Curious, the coming together that precipitates

at last the release from touchstones
smoothed by years of dear remembrance -

perhaps just knowing she will wear them
in the sunshine and on the open road;

carrying something of all he was away,
yet sharing this world with you again.

by DDD / July 11, 2022


Poem



ONE SENTENCE

Four thousand school children serenaded Kaiser Friedrich III with folk songs
under the great linden tree when he visited Nuremberg in 1487, and His Majesty
is said to have rewarded each with a gold florin on this occasion.
                                 - Jane Campbell Hutchinson / Albrecht Durer, a Biography


Perhaps it's just because
most of the text so far
in this scholarly biography of AD
is so clinical and dense, but
I think this morsel would have stopped me
even if it were strewn in some
paperback bodice-ripping romance
because so few pleasant and innocent moments
surface from the fifteenth century. Of course,
a gathering of four thousand students sounds a bit too
Teutonic for innocence,

but that school children,
folk songs, and a linden tree
were recorded at all by some attendant scribe
and then included in notes to the author
by the overworked grad-assistant
mining German black-letter in documents
from the Holy Roman Empire,
and then, despite being way-off-subject,
plunked as a refreshing aside by Hutchinson
in this de-assessioned tome from
the now defunct Pine Manor College library
that I got for four dollars

that, well, it makes my elbow tingle.


DDD / 01/30/23

A confluence of touchstones




So, I ordered this book last week along with a few others, and of course (as is is so often the case these days), I cannot remember the article, review, or aside that led me to it and prompted me to buy it.

It has proved to be a wonderful and poignant book of poems, but also a nearly spooky confluence of my own personal references and dear touchstones.

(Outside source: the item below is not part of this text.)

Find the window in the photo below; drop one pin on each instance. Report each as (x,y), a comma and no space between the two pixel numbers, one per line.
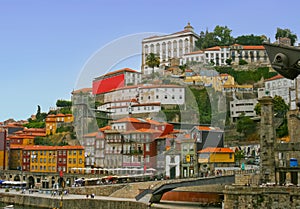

Now, there are only 28 poems in this book, but Fairchild refers to so many building blocks of me that I’m beginning to think he had me in mind.

Attend:

Bernd Heinrich: I chose his “Winter World” as the first community-read at my library.

Donatello’s “David”: Just last week I brought down from my room my lavishly photographed book of Italian artwork featuring beautiful close-ups of that sculpture.

Orson Welles/Citizen Kane: Ask anyone, I’m an acolyte of 50 years.

Gunga Din: One of only a handful of poems I can recite.

Robert Penn Warren: My original poetry muse. His New & Selected Poems one of my first poetry purchases back in the day.

Saipan & Tinian: The Pacific Islands where my Dad piloted his P-47.

Lucky Strikes: His cigarettes that I would bike to the corner store to buy for him.

The Man Who Mistook His Wife for a Hat: I gave my son a gift copy of Sacks’ book just two weeks ago.

“Old Men Playing Basketball”: Me

That’s a petty dense occurrence of meaningful landmarks in one little book.